Click
Il y a certaines comédies (de nombreuses) qui
parviennent tout juste à vos arracher un misérable sourire.et puis il y
a celles dont on n'attend pas grand chose d'un pitch improbable, et qui
finalement se révèlent être de petits miracles qui ne disent rien de
moins que l'essentiel. Click fait partie de cette seconde catégorie,
miraculeuse, dont on compte les réussites sur les doigts d'une seule
main.
Michael Newman est un architecte qui travaille comme un
forcené pour devenir l'associé de son boss, et qui est obligé de
sacrifier pour cela sa vie de famille, sa femme et ses deux enfants (et
son chien !). Jusqu'au jour où il met la main sur une télécommande
vraiment « universelle », un modèle unique qui lui permet d'agir sur
les éléments de son quotidien : baisser le volume des aboiements du
chien, accéler la sortie « popo » du toutou, procéder à des
incrustations d'images de matchs de foot pendant que sa femme le
harcèle de reproches, ou à des arrêts sur image. Bref, de quoi se
simplifier l'existence, évacuer toutes les contraintes de la vie
courante pour n'en garder que le meilleur. La télécommande permet en
outre d'afficher un menu autorisant les retours en arrière, que Michael
utilise pour revivre les moments clés de son existence, depuis sa
naissance, jusqu'à sa rencontre avec sa future femme. La première
partie du film exploite au maximum son pitch, multiplie les trouvailles
comiques liées à l'utilisation de ce gadget, pousse jusqu'au bout son
argument dans un vrai rythme de comédie qui ne faiblit à aucun moment
et évoque dans ses meilleurs moments « Un jour sans fin », qui reposait
lui aussi sur un pitch fantastique. Adam Sandler s'en donne visiblement
à coeur joie et la distribution s'offre le luxe de seconds rôles
absolument jouissifs et prestigieux. Kate Beckinsale prouve qu'elle
sait faire autre chose que combattre des vampires en tenue de cuir
moulante.
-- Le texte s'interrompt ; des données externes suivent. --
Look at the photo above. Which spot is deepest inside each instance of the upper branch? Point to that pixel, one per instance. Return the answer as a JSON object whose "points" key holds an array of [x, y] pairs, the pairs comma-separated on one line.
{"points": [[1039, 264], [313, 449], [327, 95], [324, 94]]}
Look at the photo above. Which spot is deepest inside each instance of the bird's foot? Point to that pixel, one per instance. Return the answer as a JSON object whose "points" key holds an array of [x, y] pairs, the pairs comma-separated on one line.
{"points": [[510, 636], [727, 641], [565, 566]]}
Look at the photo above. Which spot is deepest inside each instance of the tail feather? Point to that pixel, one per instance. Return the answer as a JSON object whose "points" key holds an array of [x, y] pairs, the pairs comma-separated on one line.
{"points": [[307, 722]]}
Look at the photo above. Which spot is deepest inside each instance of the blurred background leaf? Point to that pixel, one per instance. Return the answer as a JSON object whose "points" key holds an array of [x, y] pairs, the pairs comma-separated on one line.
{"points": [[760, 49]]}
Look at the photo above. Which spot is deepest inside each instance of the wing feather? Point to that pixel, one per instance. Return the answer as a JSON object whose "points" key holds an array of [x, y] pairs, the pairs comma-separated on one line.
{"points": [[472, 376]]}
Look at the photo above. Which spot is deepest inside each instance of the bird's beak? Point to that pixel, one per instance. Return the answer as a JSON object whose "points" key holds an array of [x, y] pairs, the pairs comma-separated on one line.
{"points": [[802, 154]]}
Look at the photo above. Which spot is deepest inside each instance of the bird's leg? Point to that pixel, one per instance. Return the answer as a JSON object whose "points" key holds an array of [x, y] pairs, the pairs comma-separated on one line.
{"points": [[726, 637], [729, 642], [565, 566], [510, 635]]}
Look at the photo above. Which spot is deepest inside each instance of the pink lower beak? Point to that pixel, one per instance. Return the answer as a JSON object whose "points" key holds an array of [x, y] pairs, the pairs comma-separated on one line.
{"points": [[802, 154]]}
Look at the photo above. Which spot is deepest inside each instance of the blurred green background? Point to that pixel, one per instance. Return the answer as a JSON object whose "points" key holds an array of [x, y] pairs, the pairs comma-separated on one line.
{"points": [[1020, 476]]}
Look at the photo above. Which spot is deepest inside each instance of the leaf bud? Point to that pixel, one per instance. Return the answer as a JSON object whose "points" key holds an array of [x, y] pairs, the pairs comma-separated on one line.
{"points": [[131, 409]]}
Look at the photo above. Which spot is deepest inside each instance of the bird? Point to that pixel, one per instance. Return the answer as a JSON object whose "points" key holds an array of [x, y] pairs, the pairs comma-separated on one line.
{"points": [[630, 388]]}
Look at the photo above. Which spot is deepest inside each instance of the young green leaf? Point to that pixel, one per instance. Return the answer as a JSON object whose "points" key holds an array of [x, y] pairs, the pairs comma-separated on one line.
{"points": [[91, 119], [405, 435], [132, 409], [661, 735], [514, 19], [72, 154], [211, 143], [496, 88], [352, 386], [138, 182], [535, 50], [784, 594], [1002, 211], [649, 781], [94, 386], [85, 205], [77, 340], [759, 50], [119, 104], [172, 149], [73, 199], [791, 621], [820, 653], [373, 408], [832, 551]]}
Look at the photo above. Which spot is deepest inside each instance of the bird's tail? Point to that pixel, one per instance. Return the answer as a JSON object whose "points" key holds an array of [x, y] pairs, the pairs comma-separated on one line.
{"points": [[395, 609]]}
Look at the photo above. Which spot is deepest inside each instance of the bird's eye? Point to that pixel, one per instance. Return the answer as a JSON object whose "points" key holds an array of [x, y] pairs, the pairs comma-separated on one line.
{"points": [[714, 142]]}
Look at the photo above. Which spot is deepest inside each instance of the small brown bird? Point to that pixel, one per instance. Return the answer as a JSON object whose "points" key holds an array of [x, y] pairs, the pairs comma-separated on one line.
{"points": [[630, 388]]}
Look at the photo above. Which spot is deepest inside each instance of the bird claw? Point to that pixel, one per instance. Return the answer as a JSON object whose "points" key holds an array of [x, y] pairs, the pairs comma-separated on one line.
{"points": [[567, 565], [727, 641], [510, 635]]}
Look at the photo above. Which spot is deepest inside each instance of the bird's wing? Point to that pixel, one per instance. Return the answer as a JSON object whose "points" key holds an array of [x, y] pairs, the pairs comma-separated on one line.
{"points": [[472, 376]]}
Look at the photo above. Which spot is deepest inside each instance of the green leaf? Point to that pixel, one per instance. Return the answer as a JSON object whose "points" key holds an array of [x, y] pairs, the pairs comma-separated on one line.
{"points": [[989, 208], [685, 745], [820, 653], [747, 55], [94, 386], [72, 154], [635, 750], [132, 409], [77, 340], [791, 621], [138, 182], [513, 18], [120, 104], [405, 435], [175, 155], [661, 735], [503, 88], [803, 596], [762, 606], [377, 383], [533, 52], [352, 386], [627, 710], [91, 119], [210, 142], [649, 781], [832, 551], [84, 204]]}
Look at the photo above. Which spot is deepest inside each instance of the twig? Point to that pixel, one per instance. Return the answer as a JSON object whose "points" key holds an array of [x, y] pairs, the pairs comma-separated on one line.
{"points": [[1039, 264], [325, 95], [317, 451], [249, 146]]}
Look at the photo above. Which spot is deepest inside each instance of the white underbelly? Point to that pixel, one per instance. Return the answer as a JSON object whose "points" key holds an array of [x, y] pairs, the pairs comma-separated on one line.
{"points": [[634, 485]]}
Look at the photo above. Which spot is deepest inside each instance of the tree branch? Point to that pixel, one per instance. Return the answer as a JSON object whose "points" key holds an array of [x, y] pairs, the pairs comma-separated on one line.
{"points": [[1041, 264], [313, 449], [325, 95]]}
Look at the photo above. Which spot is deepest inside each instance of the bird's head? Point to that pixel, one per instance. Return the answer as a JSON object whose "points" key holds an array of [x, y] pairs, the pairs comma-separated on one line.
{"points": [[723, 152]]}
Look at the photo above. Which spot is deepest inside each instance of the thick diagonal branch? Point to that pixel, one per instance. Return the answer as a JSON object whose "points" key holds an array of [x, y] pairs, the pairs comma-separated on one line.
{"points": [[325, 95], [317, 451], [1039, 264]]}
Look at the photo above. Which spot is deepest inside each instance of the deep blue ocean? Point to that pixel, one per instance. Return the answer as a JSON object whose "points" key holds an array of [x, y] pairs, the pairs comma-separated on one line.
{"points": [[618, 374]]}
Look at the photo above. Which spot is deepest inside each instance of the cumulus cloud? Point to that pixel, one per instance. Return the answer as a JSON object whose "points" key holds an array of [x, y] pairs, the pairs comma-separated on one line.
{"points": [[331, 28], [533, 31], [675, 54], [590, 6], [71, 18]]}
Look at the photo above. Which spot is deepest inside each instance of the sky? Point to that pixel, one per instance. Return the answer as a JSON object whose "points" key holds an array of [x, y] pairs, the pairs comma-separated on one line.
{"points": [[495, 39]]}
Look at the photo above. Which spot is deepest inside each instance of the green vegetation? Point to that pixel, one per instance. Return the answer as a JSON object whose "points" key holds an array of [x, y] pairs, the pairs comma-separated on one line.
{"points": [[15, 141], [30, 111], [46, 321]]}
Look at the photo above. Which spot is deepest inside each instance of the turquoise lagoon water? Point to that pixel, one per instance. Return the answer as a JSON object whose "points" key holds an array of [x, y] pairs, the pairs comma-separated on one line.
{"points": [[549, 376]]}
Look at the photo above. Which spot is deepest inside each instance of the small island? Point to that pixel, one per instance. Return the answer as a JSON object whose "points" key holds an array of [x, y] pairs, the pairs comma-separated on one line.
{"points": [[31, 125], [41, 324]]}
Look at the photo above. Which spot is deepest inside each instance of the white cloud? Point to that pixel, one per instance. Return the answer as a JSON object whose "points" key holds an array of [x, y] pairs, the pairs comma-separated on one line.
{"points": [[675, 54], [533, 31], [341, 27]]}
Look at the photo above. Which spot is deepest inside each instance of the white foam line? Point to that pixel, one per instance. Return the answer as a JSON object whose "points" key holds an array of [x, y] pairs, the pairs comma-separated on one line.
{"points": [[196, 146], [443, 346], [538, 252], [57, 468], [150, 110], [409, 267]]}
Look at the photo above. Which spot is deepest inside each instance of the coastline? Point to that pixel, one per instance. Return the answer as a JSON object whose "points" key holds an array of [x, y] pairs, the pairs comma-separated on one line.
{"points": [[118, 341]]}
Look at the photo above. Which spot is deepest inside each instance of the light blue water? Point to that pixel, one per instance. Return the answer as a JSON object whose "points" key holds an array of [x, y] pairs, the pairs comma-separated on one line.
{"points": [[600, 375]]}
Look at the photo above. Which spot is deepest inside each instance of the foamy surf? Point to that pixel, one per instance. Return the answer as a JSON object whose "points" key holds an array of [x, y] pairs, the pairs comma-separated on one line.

David Hasselhoff est parfait en patron tyrannique, même pas
franchement antipathique, juste parfaitement crétin ! Christopher
Walken fait du Christopher Walken mais le vrai bonheur tient dans les
retouvailles avec Henry Winkler, le Fonzy des « Jours Heureux » dans le
rôle du père de Michael, toujours aussi « vert » au grand dame de son
fils qui assiste avec dégoût aux transports amoureux de ses parents
seniors.
La seconde partie du métrage bascule contre toute
attente dans la fable humaniste à la Capra : la télécommande reste
bloquée sur l'option « avance rapide » et dans ses moments-là, Michael
vit sa vie en pilotage automatique. Il est présent physiquement pour
ses proches, mais est absent mentalement. Sa vie lui échappe
inexorablement et dans les brefs moments où il revient à la réalité, il
ne peut que constater le désastre qu'est devenue son existence, pour
lui et sa famille. Cet argument est strictement celui de « La vie est
belle » où James Stewart observait aussi les dégâts qui s'abattaient
sur sa petite communauté dans l'hypothèse de son décès. « Click »
parvient alors, à la faveur de cette pirouette narrative, à émouvoir
son audience malgré une morale convenue sur la famille (« family comes
first »). On pardonne alors aisément ce twist final qui redirige le
film vers un happy end de circonstance, tant ce qui a précédé se révèle
supérieur au comique ras des paquerettes et la plupart du temps
régressif que nous propose la production américaine en général.